Un miliardo di euro l’anno di danni causati e risarciti o risarcibili per danni alla salute causati da medici o dalla gestione sanitaria sono davvero un’enormità.
“Risarcimenti che “pesano” una media di 25-40 mila euro ciascuno” e che, facendo due conti della serva, riguardano almeno 20.000 malati che sono stati danneggiati anzichè curati.

Eppure, “secondo un’indagine della Commissione parlamentare d’inchiesta sugli errori in campo sanitario, è difficile che un professionista debba affrontare una condanna penale: il 98,8% dei procedimenti per casi di lesione colposa e il 99,1% di quelli per omicidio colposo si concludono con l’archiviazione, mentre su 357 procedimenti le condanne sono state solo due.”
Se le condanne penali rappresentano lo 0,5% dei casi denunciati, possiamo immaginare, dunque, che i risarciti dalle compagnie assicurative – per un miliardo di euro anni di media, ricordiamolo – siano solo la parte più vistosa del problema

Un ‘dato’ indirettamente confermato da Francesca Moccia, responsabile del Tribunale per i diritti del malato-Cittadinanzattiva  che ammette che “noi scoraggiamo le cause inutili, che fanno perdere tempo e denaro, con un sistema di giustizia lento come il nostro. Puntiamo invece a sostenere i cittadini nelle azioni di autotutela e mettendo in mora le strutture sanitarie inadempienti oppure segnaliamo le violazioni dei diritti dei malati come, ad esempio, nel caso di infezioni contratte in ospedale”, che, viceversa, esigerebbero risarcimento del danno.

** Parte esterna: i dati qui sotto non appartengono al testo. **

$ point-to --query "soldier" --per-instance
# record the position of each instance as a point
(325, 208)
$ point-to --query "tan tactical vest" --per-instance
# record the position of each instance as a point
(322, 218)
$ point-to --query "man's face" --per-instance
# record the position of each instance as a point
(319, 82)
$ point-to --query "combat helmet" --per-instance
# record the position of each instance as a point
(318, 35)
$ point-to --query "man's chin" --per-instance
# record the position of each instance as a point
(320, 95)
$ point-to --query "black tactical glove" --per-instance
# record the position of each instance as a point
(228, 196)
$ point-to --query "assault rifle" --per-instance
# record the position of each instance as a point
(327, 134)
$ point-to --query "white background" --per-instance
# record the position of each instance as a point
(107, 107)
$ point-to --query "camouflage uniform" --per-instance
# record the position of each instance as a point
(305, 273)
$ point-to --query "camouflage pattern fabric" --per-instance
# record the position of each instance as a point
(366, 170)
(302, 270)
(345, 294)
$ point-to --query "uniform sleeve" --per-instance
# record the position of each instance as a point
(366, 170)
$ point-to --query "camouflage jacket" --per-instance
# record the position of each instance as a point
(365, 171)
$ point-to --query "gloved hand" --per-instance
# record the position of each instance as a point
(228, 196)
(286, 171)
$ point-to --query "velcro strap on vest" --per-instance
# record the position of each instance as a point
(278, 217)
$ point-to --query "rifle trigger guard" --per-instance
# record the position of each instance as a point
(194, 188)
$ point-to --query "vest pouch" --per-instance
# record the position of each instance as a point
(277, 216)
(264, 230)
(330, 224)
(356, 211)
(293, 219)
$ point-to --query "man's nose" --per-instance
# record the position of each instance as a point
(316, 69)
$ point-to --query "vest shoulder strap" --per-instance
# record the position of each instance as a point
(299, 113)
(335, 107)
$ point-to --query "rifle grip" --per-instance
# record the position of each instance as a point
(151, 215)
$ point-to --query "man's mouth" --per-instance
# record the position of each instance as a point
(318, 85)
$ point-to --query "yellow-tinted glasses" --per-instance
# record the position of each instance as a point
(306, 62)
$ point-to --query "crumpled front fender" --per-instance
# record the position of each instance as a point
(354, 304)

Una conferma che ci viene data anche da quegli “otto chirurghi su 10 ammettono infatti di evitare interventi, andando oltre la normale prudenza, per paura di una causa, secondo un indagine dell’Ordine dei medici di Roma e dell’Università Federico II di Napoli” … così negando o ritardando ‘de facto’ l’accesso alle cure ai malati che necessitavano di quell’intervento?

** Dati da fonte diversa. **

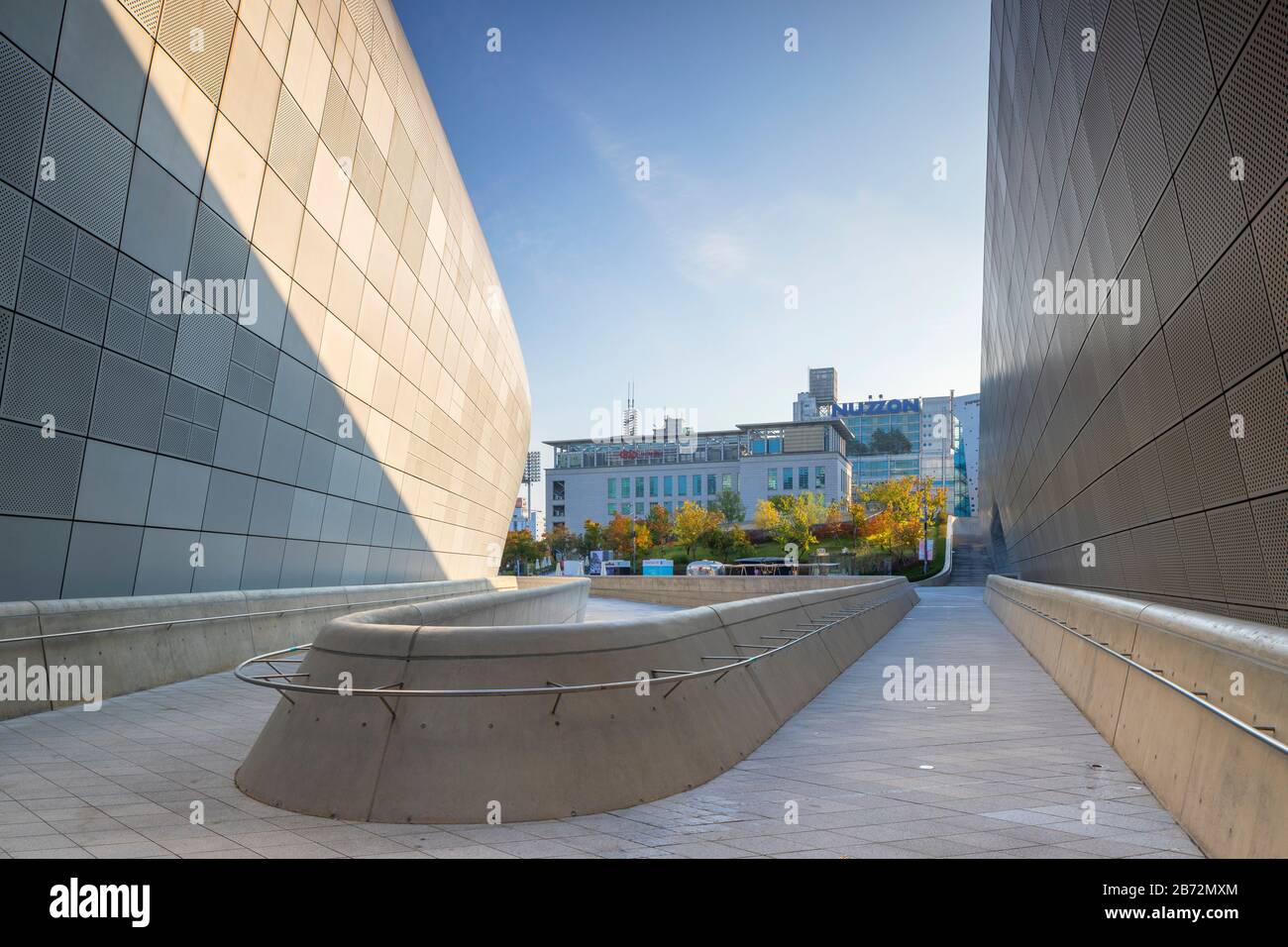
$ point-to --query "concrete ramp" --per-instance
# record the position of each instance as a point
(506, 706)
(1194, 703)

Tutte le frasi tra virgolette sono tratte da un recente articolo di La Repubblica Dossier.

La soluzione suggerita dal noto quotidiano romano?

Farsi aiutare dal Tribunale del Malato e dalle numerose associazioni che difendono i diritti dei pazienti … proprio quella di cui sopra che “scoraggia le cause inutili”, invece di pretendere un sistema di controlli, giudizi e sanzioni degno di un paese europeo, come anche “segnala le violazioni dei diritti”, invece di offrire supporto e patrocinio legale ai malati danneggiati.

La Repubblica non si smentisce mai …

Piuttosto, se invece di esser considerati malati – e per giunta anche molto pazienti – accettassimo la mercificazione vigente e generalizzata ed iniziassimo a considerarci consumatori?
Siamo sicuri che ci tratterebbero ancora così?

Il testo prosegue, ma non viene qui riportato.